Il governo ha deciso di non alzare i limiti elettromagnetici della rete mobile 5G italiana. Come segnalato dal sito dell’agenzia di stampa italiana, Ansa, si tratta di un blocco “a sorpresa”, visto che il rialzo era stato di fatto annunciato negli scorsi giorni. In occasione del decreto asset e investimenti che è stato approvato nelle scorse ore dal Consiglio dei ministri, non è prevista la norma che invece si trovava sulla bozza dello stesso provvedimento che era circolata negli scorsi giorni.
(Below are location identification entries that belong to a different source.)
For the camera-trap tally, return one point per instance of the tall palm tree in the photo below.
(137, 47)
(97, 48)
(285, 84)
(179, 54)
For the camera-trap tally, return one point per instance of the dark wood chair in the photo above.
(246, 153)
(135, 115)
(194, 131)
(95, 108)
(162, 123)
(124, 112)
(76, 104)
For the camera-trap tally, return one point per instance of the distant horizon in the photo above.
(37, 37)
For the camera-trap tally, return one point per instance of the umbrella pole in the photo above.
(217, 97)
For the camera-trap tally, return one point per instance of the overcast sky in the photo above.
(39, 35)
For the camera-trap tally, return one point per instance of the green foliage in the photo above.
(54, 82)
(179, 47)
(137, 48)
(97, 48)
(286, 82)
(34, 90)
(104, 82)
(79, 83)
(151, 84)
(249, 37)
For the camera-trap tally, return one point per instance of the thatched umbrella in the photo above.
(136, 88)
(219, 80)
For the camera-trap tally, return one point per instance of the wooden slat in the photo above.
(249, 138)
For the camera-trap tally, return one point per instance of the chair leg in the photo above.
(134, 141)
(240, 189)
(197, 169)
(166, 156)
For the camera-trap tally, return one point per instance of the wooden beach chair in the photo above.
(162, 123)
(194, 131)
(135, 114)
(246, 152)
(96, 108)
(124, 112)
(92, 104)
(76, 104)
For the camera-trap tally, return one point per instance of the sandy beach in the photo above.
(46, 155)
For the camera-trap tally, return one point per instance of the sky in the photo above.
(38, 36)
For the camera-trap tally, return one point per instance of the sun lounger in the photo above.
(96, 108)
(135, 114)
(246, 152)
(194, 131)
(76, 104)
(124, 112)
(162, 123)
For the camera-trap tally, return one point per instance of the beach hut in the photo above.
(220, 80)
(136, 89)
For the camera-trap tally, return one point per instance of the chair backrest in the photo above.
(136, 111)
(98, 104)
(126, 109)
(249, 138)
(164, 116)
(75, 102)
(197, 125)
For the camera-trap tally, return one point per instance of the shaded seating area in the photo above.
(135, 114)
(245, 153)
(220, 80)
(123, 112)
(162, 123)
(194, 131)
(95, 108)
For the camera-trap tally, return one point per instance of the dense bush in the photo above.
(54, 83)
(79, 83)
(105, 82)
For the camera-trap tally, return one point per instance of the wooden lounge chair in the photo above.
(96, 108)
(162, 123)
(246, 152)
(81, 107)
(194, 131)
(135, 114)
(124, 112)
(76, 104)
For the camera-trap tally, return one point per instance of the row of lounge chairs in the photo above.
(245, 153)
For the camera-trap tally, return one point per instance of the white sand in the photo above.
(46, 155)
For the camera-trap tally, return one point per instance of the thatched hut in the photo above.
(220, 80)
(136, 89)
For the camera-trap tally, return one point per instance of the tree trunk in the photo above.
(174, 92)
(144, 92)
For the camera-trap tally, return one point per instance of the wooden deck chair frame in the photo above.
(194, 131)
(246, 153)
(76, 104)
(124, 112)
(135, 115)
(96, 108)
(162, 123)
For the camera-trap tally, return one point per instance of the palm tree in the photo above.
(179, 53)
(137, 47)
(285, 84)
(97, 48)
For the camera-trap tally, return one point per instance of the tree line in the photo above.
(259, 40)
La modifica alla rete 5G è chiesta da tempo dalle imprese delle telecomunicazioni ma gli ambientalisti l’avevano bollata come “insensata”.
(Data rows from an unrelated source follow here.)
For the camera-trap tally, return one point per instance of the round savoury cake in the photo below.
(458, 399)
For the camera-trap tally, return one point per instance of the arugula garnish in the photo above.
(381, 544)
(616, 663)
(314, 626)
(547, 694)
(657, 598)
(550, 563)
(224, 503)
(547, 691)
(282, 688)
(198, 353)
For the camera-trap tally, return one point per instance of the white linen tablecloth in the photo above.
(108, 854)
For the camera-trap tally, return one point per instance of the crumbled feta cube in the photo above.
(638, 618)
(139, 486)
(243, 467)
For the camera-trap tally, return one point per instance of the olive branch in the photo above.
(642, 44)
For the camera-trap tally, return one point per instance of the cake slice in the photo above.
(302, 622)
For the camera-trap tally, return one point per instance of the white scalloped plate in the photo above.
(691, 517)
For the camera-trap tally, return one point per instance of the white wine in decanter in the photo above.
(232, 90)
Come aggiunge l’Ansa nella prima versione del provvedimento era previsto che entro 120 giorni dalla data di entrata in vigore dello stesso decreto legge, i limiti dei ripetitori dei cellulari sarebbero stati adeguati “alla luce delle più recenti e accreditate evidenze scientifiche, nel rispetto delle regole, delle raccomandazioni e delle linee guida dell’Unione europea”. Non era stato indicato nessun numero rispetto all’attuale limite che è di 6 volt, ma l’ipotesi maggiormente accreditata era di un aumento a 24 volt per metro, che è la media dei limiti negli altri Paesi dell’Unione Europea. L’Unione Europea consiglia come valore massimo delle emissioni elettromagnetiche 61 volt per metro, un livello che comunque non è vincolante ma solo indicativo, così come si legge nella Raccomandazione del Consiglio europeo 519 del 1999.
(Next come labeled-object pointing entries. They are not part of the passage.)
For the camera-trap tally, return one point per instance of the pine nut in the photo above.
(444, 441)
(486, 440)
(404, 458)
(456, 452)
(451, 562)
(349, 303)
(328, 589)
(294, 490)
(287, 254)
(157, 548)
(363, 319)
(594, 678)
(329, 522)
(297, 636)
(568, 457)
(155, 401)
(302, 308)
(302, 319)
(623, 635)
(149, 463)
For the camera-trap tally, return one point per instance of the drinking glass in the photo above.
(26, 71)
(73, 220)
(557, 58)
RETE 5G, SALTA INNALZAMENTO LIMITE: LA “PROTESTA” DI ASSTEL
La normativa italiana è quindi assolutamente più restrittiva e con la legge quadro 36 del 2001 e il Dpcm dell’8 luglio del 2003, è stato fissato un limite massimo di 6 v/m, considerato però troppo basso dalle imprese italiane che operano nel campo delle telecomunicazioni, e rappresentate da Asstel: “Le linee guida internazionali per la protezione della popolazione dall’esposizione ai campi elettromagnetici – scrive Asstel – applicano un fattore di riduzione di ben 50 volte alla potenza elettromagnetica che potrebbe produrre effetti potenzialmente nocivi”.
Invece, “la normativa italiana applica un ulteriore margine cautelativo di 100 volte”. Le aziende del settore sono quindi costrette ad installare ripetitori meno potenti e quindi in maggior numero con conseguenti “costi più elevati, tempi di realizzazione più lunghi e maggiore impatto ambientale”.